The brilliance of ‘A Beautiful Mind’ was recognized again last week when John Nash the famous mathematician won the coveted Abel prize in Mathematics. John Nash is one of the very few mathematicians known in popular culture not only as a celebrity popularized by the movie ‘A Beautiful Mind’, but also for the ground breaking work in Game Theory. Ever since I watched the movie, my interest in Game Theory kept on growing and the more I understood the subject, the more I was seeing the dynamics of Game theory at play in everyday life. The easiest way to understand the concept is through the Prisoner’s Dilemma example, that is also used in real life by cops to get confession from suspects.
Prisoner’s Dilemma – The scenario
A and B are prisoners:
- They have been arrested for a petty crime, of which there is good evidence of their guilt – if found guilty they will receive a 1 year sentence each.
- During the interview the police officer becomes suspicious that the two prisoners are also guilty of a serious crime, but is not sure he has any evidence.
- A and B are placed in separate rooms and cannot communicate with each other. The police officer tries to get them to confess to the serious crime by offering them the below options.
- Each is told that if they both confess to the serious crime they will receive a sentence of 5 years.
- However, each is also told that if he confesses and his partner does not, then he will go free, and his partner will get 20 years.
- They know that if they both deny the serious offence they are certain to be found guilty of the lesser offence, and will get a 1 year sentence.
What would you do in such a situation? The dilemma is that your fate is wholly dependent on the behavior of the other – To avoid the cruel sentence of 20 years, is your safest option to confess and hope to go free or remain silent with the hope that the other person does not snitch on you?
Game Theory Analysis
This is how a game theorist would analyze the situation –
From Prisoner A’s Perspective:
Prisoner A has two options a) confess or b) remain silent. Let us see how these two decisions impact Prisoner A’s sentencing based on Prisoner B’s decision.
- If Prisoner B confesses – Prisoner A is better-off confessing than remain silent (look at first column – 5 years sentencing is better than 20 years sentencing for Prisoner A)
- If Prisoner B remains silent – Prisoner A is still better-off confessing than remain silent ( look at second column – go free / 0 years is better than 1 year of sentencing for Prisoner A)
As a result Prisoner A will opt to confess because in both the cases, pay-off from confessing is higher than remaining silent.
From Prisoner B’s Perspective:
The same logic applies. Prisoner B has two options a) confess or b) remain silent and his sentencing is dependent on Prisoner A’s decision.
- If Prisoner A confesses – Prisoner B is better-off confessing than remain silent (look at first row – 5 years sentencing is better than 20 years sentencing for Prisoner B)

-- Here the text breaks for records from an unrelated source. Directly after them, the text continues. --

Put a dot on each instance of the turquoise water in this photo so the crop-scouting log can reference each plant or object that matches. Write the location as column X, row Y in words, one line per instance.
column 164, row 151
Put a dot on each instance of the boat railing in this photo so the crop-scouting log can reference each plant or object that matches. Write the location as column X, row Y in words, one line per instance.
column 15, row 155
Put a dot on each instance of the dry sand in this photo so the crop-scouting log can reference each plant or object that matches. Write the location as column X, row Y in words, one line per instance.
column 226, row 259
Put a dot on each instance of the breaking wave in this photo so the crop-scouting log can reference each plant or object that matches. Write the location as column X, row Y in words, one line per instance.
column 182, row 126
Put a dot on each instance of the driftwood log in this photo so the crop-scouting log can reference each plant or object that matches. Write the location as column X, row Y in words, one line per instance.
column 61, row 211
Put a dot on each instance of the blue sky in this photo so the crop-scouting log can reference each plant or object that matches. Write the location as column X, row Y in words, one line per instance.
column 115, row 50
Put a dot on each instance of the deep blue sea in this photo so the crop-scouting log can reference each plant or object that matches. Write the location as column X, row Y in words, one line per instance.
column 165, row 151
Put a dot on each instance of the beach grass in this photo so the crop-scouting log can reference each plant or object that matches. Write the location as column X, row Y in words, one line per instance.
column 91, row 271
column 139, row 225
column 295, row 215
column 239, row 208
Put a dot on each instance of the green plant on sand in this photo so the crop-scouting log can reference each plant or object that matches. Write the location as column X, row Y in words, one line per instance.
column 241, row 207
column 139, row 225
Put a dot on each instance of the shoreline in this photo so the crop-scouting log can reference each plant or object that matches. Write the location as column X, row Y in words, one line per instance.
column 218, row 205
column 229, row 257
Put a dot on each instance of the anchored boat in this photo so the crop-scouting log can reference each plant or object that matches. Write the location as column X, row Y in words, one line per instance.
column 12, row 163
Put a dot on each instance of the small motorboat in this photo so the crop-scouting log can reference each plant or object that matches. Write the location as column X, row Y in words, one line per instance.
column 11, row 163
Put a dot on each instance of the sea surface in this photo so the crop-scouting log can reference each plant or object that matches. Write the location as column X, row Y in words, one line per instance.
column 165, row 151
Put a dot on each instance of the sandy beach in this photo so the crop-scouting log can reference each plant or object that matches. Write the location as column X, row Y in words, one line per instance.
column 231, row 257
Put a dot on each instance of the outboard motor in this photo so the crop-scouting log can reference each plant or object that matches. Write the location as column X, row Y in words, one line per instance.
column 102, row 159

- If Prisoner A remains silent – Prisoner B is still better-off confessing than remain silent (look at second row – go free / 0 years is better than 1 year of sentencing for Prisoner B)
As a result Prisoner B will opt to confess because in both the cases, pay-off from confessing is higher than remaining silent.
When each prisoner pursues his self-interest, both end up worse off than they would have been had they acted otherwise or cooperated with each other. This is called Nash Equilibrium.
“Nash Equilibrium is a stable state of a system involving the interaction of different participants, in which no participant can gain by a unilateral change of strategy if the strategies of the others remain unchanged”
You can see the concept of Nash Equilibrium in this famous scene from the movie ‘A Beautiful Mind’ where John Nash observes that the only way to get a girl is by cooperation.
Below are some examples of Game Theory at play around us –
- Price war between two competitors (e.g. Burger King and McDonalds)
- Arms race between two countries ( nicely explained by this Dove and Hawk model)
- Tit for Tat strategy used by Modi Government in discussions with Pakistan
- Employees outsmarting each other during performance appraisals to get higher ratings
- Athletes using performance enhancing drugs
- OPEC control over oil prices in competition with others
- Carbon emission by developing countries
- Domestically spouses wanting different things and end up doing something totally different
Below game is purely based on Prisoners Dilemma concept. See in the videos how cooperation and non-cooperation works. You will also learn of a tactic to force cooperation.
Our Darwinian instinct is that of competition, struggle for existence and survival of the fittest. Adam Smith’s model of development is that of competition – “In competition, individual ambition serves the common good”. Cooperation does not come about naturally to us and Game Theory clearly proves that the only way to succeed as John Nash puts it in the scene above – “…the best result would come from everyone in the group doing what is best for himself and the group.”